Years ago I was asked to write a book on the six best Hitchcock films and from those choose the one I considered his very best. My choice was The Birds (1963). And it is for these reasons.
Firstly, unusually in the master’s work, there is a proper meet-cute. In most of his films, the couple are either already together (Rear Window, 1954; Torn Curtain, 1966) or when they get together it is for a hidden reason, one is on the run, or being pursued by the other, and the getting together is a convenient way of reaching an ulterior goal. When Melanie (Tippi Hedren) and Mitch (Rod Taylor) meet in the pet shop it is a certainly a precursor for the future and ensures that Mitch gets in a stickier jam he would otherwise likely have avoided but in the true sense it is the traditional Hollywood boy-meets-girl.
Secondly, and now cutting more to the chase, this is where the modern action film was invented. You might think that honour rested with Dr No (1962) or any other of the Bond pictures or even as late as Bullitt (1968) with its epochal car chase. But although the Bonds are filled with derring-do and escape, there is nothing to match the scene when the birds attack the town, wave after wave, as if they were World War Two bombers. There is even the point-of-view from the air which Hitchcock also invented and has been repeated in airplane war films ever since, most famously Pearl Harbor (2001).
But the way in which full-scale disaster, with everyone rendered helpless, unfolds is a true first. People in the café can see the river of petrol and the match about to be discarded and can only observe as the river of flame reaches the petrol tanker and in a perfectly ordinary town setting – rather than a military base – there is an almighty explosion. It is terror for the sake of it. And there is no escape, no one racing to the rescue, just pure devastation,
Lastly is the ending. It is apocalyptic. In every other Hitchcock when the hero/heroine escapes from dire peril, that is the end of the matter, there is no final twist as with a film like Carrie (1976). But although the birds are now silent and the couple can pick their way through their lines, you know full well this is not the end and that the birds will soon be as inexplicably massing somewhere else.
That’s three reasons but there are many more. For a start, in other films where the hero/heroine is in danger, the peril is not relentless. And often it is the threat of danger or of being captured that provides the narrative spring. And if there is physical threat in that era it was not unrelenting. And it is with another character whom you can fight or at least attempt to outwit. Not just, later in this instance rather than sooner, realize that there is no way to defeat these marauding creatures, no way at all. So, compared to his other films, when attacks of one kind or another punctuate a film, here it is like a battery of machine-guns and not episodic but virtually non-stop for over 30 minutes.
The storyline since it is after all a meet-cute is excessively simple.

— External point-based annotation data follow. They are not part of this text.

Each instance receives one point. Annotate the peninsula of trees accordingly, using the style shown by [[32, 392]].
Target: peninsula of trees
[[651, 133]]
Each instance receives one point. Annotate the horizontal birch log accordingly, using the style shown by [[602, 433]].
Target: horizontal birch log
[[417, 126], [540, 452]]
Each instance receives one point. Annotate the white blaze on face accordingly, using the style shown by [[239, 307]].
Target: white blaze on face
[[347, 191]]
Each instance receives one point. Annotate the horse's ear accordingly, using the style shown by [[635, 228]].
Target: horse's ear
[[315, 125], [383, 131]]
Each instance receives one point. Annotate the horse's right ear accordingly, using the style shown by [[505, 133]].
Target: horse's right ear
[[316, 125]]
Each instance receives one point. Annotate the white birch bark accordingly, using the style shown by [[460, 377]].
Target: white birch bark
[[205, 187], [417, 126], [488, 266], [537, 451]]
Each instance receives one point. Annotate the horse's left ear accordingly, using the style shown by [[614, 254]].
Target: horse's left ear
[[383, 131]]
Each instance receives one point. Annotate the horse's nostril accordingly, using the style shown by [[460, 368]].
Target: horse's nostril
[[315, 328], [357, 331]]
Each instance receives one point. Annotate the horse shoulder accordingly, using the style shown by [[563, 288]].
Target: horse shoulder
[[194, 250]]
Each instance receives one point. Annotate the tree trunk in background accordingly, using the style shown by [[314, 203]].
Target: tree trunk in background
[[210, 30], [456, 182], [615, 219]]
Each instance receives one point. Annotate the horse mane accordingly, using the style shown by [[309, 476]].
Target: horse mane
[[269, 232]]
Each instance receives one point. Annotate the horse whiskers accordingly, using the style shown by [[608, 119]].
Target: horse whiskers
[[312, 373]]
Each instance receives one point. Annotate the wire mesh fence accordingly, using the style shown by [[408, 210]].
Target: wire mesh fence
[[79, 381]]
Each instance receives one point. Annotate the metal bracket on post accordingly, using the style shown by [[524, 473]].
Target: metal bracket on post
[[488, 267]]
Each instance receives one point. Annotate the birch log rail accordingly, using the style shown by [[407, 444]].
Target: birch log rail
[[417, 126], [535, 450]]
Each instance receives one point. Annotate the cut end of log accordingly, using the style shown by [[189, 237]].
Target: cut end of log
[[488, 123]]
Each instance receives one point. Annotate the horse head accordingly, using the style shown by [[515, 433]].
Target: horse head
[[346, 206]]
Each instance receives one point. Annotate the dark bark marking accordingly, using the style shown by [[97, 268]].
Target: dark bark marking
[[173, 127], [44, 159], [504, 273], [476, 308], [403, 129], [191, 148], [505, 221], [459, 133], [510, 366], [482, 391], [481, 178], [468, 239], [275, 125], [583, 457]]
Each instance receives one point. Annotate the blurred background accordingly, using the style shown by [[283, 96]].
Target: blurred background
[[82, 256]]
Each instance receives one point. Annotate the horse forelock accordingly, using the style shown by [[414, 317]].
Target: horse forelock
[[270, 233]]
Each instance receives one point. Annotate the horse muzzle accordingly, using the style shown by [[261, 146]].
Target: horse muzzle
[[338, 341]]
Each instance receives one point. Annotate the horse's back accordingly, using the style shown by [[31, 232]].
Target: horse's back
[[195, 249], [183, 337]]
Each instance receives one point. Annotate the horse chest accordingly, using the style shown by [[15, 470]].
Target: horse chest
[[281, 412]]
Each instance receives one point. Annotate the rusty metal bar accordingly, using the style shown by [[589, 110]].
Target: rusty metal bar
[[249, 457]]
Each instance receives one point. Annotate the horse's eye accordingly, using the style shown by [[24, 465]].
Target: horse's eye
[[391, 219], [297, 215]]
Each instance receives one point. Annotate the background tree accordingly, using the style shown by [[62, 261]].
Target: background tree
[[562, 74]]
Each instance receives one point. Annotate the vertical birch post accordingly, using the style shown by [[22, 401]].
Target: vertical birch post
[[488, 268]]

Melanie and Mitch meet, trade remarks, she leaves him what would easily be interpreted as a love token, and they link up after she is attacked by a gull. Wherever they go now, there will be no escape. Gulls attack children playing outside. The same day sparrows invade Melanie’s home. There is another attack on children. In town the gulls swarm in wholesale, wreaking the devastation mentioned above. All his is just a prelude to the final overwhelming siege. Except in modern horror pictures where a body is dispatched every ten minutes or so, there is nothing to match the unremitting attacks. It is as though Mitch and Melanie are in the front line of battle, under siege, Zulu (1964) with birds perhaps, but with no hope of salvation. Unlike Zulu, there is no sign that in raising the siege, the birds are hailing their bravery.
Unusually, too, for a Hitchcock film, there is considerable back story that informs current action. Mitch has an overbearing mother who seems to hover over his life attempting to scare off any woman who comes near. Annie has been left behind precisely because he needed to escape his mother. For her part, Melanie’s mother ran off with another man and she is a spoiled socialite with a habit of getting into trouble, possibly attention-seeking behaviour as a result of abandonment issues. Full to the brim with sophistication. Melanie is the least likely candidate for motherhood, yet her maternal feelings rush to the fore when she has to care for a terrified child.
Tippi Hedren’s career when south when she parted company with Hitchcock so we only have this and Marnie (1964) to consider her worth as a star. This is easily her best performance, shifting from icy cold to playful to romantic to maternal and of course no one has quite emoted such shock and terror. This is Rod Taylor (Dark of the Sun, 1968) coming into his stride as a leading man. He always had the charm and certainly the brawn, but rarely displayed both in the one picture. You would not have picked the Rod Taylor of Seven Seas to Calais to lead a squad of mercenaries in Dark of the Sun but he might well be first pick after this performance.
Hitchcock got so many of his effects by laying on the tension, a man or woman on the run, an innocent framed, a man displaying dubious morality (Rear Window, 1954, and Vertigo, 1958) nonetheless being presented as hero, the question in every instance being whether they will escape their fate. Here, the barrage of devilry is so intense it is almost inconceivable that anyone could get out alive. That they sneak out by the skin of their teeth, watched by their silent conquerors, for me was only the prelude to The Birds Part Two.